Deprescription extends from precepts of optimal care, as the utility of any medication may change over time. Not only are aggregate medication regimens likely to become excessive over the time as multiple evidence-based medication regimens typically accumulate for patients prone to multimorbidity but also age-related changes in pharmacokinetics and pharmacodynamics compound iatrogenic risks. Although deprescription is commonly associated with palliative care, it should ideally be applied to the full spectrum of older patients and goals of care.17

American College of Cardiology: steps and strategies

The Bethesda Conference outlined the following tasks for the ACC:


Encourage involvement of the public in helping their elected representatives develop health care policies for the older adults.

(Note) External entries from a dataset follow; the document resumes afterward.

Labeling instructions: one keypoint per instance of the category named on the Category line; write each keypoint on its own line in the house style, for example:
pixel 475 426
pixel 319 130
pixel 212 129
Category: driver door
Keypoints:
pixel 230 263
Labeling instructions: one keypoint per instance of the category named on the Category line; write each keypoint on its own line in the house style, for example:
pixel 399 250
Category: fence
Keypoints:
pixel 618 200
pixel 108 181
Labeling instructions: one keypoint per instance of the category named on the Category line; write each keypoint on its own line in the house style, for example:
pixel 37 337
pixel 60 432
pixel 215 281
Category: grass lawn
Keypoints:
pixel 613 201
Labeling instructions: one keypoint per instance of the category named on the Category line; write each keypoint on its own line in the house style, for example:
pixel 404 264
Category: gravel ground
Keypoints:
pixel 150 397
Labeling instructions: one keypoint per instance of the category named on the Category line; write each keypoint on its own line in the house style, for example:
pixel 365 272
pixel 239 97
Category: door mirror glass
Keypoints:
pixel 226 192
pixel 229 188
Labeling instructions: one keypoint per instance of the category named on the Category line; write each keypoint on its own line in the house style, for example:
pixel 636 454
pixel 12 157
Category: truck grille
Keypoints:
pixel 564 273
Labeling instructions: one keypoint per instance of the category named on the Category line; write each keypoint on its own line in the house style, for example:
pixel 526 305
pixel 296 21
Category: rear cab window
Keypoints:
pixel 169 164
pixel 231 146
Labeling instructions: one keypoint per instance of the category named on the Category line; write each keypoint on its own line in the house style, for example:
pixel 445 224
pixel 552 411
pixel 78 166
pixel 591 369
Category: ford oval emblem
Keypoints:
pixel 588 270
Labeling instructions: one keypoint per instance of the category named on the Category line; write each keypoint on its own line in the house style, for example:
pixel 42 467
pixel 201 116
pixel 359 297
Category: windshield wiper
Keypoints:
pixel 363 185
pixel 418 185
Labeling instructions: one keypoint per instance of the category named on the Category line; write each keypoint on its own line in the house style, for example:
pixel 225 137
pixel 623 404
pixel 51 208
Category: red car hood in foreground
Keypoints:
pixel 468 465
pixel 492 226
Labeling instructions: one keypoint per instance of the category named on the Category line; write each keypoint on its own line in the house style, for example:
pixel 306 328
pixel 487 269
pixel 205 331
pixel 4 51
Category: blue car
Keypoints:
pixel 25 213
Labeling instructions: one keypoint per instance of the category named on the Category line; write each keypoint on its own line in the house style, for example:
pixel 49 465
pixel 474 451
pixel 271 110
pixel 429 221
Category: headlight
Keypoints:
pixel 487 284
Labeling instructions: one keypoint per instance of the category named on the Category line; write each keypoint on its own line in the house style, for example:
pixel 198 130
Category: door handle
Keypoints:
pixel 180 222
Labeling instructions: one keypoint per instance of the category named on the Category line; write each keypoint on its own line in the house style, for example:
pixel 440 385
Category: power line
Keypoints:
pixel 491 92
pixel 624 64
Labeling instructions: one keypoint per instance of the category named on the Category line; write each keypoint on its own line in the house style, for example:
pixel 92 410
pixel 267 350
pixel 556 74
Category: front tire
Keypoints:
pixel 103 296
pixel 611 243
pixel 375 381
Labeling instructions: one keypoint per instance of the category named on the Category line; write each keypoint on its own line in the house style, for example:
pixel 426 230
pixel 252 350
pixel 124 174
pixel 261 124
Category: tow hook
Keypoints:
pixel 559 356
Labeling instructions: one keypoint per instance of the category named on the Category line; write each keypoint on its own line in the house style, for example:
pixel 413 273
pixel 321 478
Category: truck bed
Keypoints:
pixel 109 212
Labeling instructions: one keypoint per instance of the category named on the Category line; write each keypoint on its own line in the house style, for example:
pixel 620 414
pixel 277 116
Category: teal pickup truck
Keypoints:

Develop adequate definitions and descriptors of quality cardiovascular care.1

These charges reflect values of influencing national policy on “quality, access, and cost-effectiveness,” preventing “enfeeblement, disability and dependency, rather than an extension of life, regardless of quality,” and assisting clinicians to “encourage active participation by older patients with CVD in their overall health care and…[to] set realistic goals.”1 These values from decades past continue to shape ACC’s current mission to “transform cardiovascular care for all.” Appropriate use criteria, scientific statements, and guidelines define and promote general quality and cost effectiveness. ACC’s legislative advocacy promotes general access to cardiovascular care. Specific application of quality, access, and cost effectiveness to older individuals, integration of geriatric principles into clinical care, inclusion of geriatric considerations in education and guidelines, and promotion of geriatric cardiology research are roles played by the ACC’s Geriatric Cardiology Section (GCS).

In 2010, leaders in geriatric cardiology launched the ACC Geriatric Cardiology Leadership Council. A year later, the Leadership Council founded the GCS as an official member section of ACC to be the professional home for clinicians and scientists with interests in aging and cardiovascular medicine. The GCS currently encompasses work groups in research, advocacy, palliative care, fellows-in-training/early career professionals, and education/training.

Major GCS educational initiatives included the “Essentials of Cardiovascular Care for Older Adults” curriculum (2007, updated in 2017-2018), funded by the John A. Hartford Foundation, and Palliative Care for the Cardiovascular Clinician (2022). The GCS has collaborated with professional societies and member sections in 3 conferences/workshops sponsored by the National Institute on Aging: “Integration of Geriatrics Principles into the Care of Older Adults with CVD.” These included “Multimorbidity in Older Adults with CVD” (2015), “Pharmacotherapy in Older Adults with CVD” (2017), and “Diagnostic Testing in Older Adults with CVD” (2018). The GCS also participated in the “Cancer and CVD” workshop (2021) and crafted clinician and patient education for the and Cardiosmart websites. The latter includes sections on “Older Adults and Heart Disease” and “Palliative Care”.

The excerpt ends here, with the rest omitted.